久野は遊廓の外でデートをしていた-「吉原炎上」間違い探し 26-[ビバノン循環湯 100] (松沢呉一) -3,403文字-

娼妓は監禁されていたのか?-「吉原炎上」間違い探し 25」の続きです。

 

 

 

理解できないドラマの展開

 

vivanon_sentenceドラマ「吉原炎上」で、主人公の久野は、かつての恋人である勇吉が結婚して子どももいると聞いて、そのことを確認するために吉原から逃げ出すシーンが出てくる。

遊廓から逃亡することを「足抜け」と言う。ドラマの場合は逃げること自体が目的ではないので、「足抜け」とは違うが、娼妓たちは遊廓の外に出られないため、久野も黙って脱出するしかなかったというわけだ。
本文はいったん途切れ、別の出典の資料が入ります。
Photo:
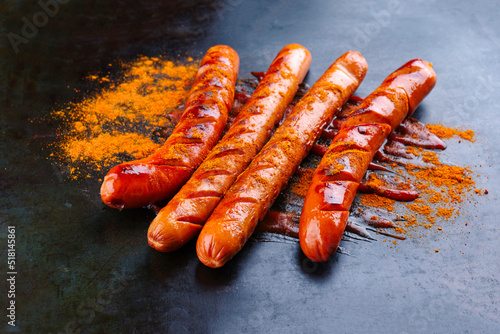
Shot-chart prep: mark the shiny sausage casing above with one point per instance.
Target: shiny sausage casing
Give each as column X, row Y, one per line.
column 158, row 177
column 188, row 210
column 252, row 194
column 337, row 177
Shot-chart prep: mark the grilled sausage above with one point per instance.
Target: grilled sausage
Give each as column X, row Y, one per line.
column 251, row 196
column 337, row 177
column 188, row 210
column 158, row 177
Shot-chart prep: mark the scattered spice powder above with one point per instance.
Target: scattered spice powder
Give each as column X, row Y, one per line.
column 118, row 123
column 446, row 133
column 374, row 200
column 442, row 188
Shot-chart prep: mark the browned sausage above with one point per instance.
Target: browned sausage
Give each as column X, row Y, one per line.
column 250, row 197
column 188, row 210
column 158, row 177
column 337, row 177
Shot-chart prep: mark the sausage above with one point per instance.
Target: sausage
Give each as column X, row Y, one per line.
column 158, row 177
column 250, row 197
column 185, row 214
column 337, row 177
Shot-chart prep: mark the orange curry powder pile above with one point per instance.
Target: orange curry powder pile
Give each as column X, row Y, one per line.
column 118, row 122
column 442, row 188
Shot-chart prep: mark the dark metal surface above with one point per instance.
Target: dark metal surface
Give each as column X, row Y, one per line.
column 85, row 268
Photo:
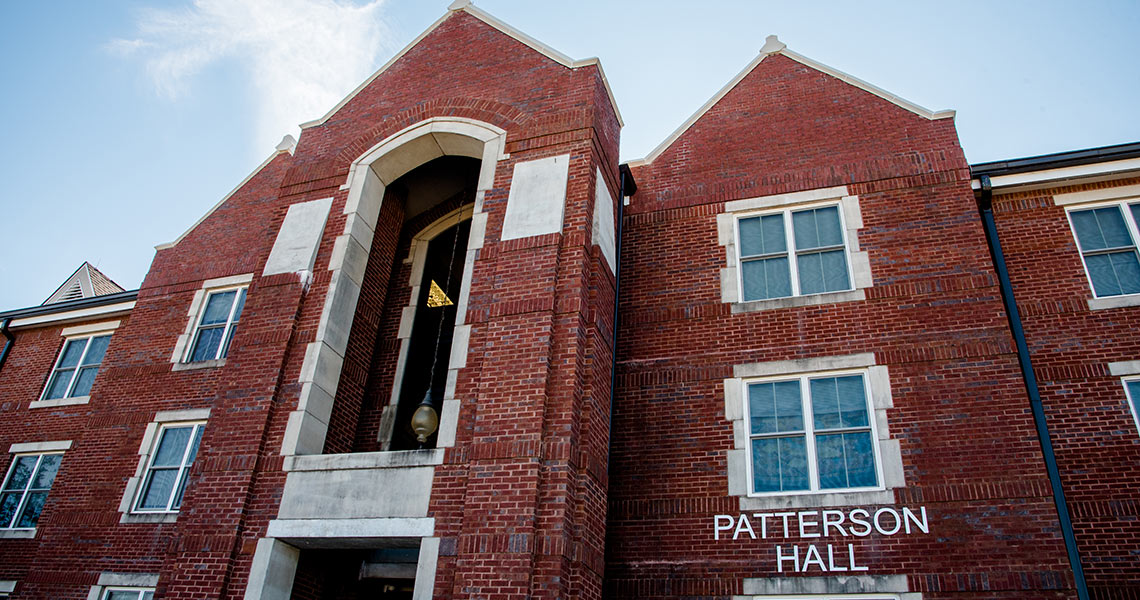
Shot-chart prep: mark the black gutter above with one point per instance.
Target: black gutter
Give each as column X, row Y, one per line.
column 71, row 305
column 1058, row 160
column 626, row 186
column 9, row 339
column 985, row 207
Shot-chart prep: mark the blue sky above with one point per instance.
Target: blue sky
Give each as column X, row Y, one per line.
column 125, row 121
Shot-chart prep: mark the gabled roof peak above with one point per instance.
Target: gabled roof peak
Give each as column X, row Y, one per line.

DSCN6041その時、用心棒のような男たちは、「どうせ戻ってくる」と追いかけない。彼らの判断は正しく、久野はすぐに吉原に戻ってきてしまう。

しかし、逃げたことも、男たちが追わなかったことも、久野が戻ってきたことも、すべておかしな話だ。一般に思われている遊廓の「常識」に照らせば。

女たちは身請けされる か、年季が来るまで外に出られず、足抜けしようとしたら、すぐに追われてひどく折檻されたはずではなかったか。それでも女たちは出たくて出たくてしかたがないということになっているのだから、久野もそのまま逃げればよかったはずだし、それを見越して男たちは追うのが自然だったのではないか。
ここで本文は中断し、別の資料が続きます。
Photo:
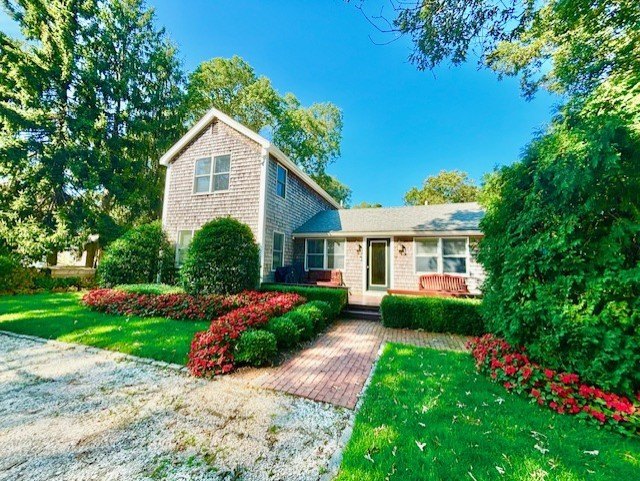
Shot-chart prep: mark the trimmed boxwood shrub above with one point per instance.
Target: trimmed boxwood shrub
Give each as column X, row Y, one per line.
column 336, row 297
column 223, row 258
column 286, row 332
column 256, row 348
column 434, row 314
column 303, row 322
column 139, row 256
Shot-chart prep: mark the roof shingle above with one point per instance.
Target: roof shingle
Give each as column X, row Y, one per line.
column 441, row 218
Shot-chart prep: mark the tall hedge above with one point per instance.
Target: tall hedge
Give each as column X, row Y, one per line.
column 137, row 257
column 562, row 244
column 223, row 258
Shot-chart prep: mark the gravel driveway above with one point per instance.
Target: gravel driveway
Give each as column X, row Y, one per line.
column 72, row 413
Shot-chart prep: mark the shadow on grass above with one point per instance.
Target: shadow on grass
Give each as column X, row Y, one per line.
column 428, row 415
column 61, row 316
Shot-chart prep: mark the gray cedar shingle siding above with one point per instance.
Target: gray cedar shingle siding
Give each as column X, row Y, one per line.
column 285, row 215
column 186, row 210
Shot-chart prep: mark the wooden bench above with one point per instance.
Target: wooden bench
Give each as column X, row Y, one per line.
column 443, row 285
column 332, row 278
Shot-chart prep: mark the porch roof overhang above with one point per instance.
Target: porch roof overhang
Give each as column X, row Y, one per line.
column 462, row 219
column 347, row 235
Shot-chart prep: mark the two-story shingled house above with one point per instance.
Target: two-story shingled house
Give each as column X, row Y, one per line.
column 221, row 168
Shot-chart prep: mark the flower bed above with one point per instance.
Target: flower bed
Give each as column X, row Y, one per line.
column 173, row 306
column 562, row 392
column 212, row 351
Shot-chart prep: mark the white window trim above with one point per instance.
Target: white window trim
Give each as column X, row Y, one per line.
column 211, row 175
column 440, row 256
column 325, row 254
column 273, row 269
column 193, row 232
column 286, row 181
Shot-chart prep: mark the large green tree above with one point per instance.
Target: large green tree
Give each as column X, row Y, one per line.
column 562, row 228
column 310, row 136
column 562, row 241
column 567, row 46
column 445, row 187
column 89, row 97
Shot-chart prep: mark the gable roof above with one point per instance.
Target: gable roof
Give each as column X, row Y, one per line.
column 215, row 114
column 458, row 219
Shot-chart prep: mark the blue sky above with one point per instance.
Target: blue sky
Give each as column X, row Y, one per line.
column 400, row 125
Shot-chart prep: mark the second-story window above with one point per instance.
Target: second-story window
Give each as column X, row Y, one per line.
column 212, row 175
column 281, row 181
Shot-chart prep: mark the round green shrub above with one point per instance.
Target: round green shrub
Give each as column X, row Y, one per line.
column 303, row 322
column 137, row 257
column 223, row 258
column 286, row 332
column 256, row 348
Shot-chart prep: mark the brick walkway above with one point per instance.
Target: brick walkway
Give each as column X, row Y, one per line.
column 335, row 368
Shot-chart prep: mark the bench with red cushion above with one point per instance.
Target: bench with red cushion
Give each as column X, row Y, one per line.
column 444, row 285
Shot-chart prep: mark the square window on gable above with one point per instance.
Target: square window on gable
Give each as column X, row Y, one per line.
column 281, row 181
column 212, row 175
column 202, row 176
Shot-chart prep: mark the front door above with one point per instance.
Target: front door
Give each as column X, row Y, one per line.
column 378, row 264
ドラマでは、遊廓を脱出した久野は元恋人が結婚して子どもがいることを確認、元恋人にひどい言葉を投げつけられ、いわば自暴自棄になって吉原に戻ってきたという設定になっている。戻ってきたことの辻褄合わせはできているが、どうして男たちは追わなかったのか、さっぱりわからない。
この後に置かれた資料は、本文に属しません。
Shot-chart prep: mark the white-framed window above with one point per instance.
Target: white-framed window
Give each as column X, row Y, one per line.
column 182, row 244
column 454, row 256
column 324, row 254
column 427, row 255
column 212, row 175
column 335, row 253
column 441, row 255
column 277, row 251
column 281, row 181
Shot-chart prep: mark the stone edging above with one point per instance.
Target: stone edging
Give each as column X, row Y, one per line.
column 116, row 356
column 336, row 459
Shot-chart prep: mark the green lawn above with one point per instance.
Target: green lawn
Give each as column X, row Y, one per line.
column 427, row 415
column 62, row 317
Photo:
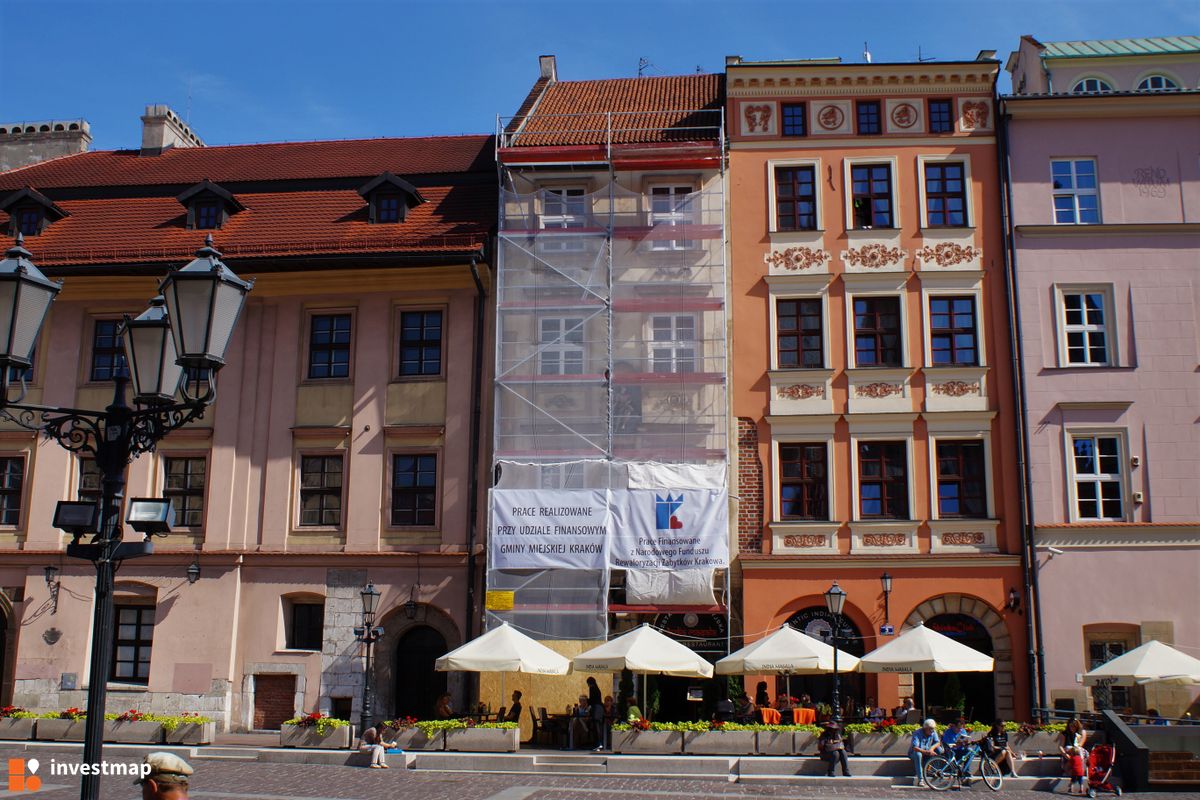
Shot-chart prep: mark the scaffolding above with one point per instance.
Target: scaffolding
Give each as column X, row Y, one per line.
column 611, row 331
男たちは、久野が遊廓から飛び出した理由を知っていたのだとしても、もし元恋人が結婚したとの情報は間違いで、焼けぼっくいに火がついて戻ってこなかったり、あるいはドラマの通りの展開になって、ショックのあまり川に身を投げたりしたらどうするつもりだったのだろう。

※土手方面から吉原大門方面を見たところ。今となっては面白くもなんともない風景

 

 

おかしいぞと思ったら原作を確認

 

vivanon_sentenceでは、この設定のどこが間違っているのか。原作を確認すればいい。

原作にはこんな話は一切出てこない。これもドラマの完全な創作なのである。その代わり、原作では、最初に久野が入った中米で、「酉の市に行く」という理由で外出して、恋人である勇吉と落ち合っている。吉原から歩いて行ける神社の酉の市のことだ。もちろん、これは遊廓の外にある。単独の外出ができたのである。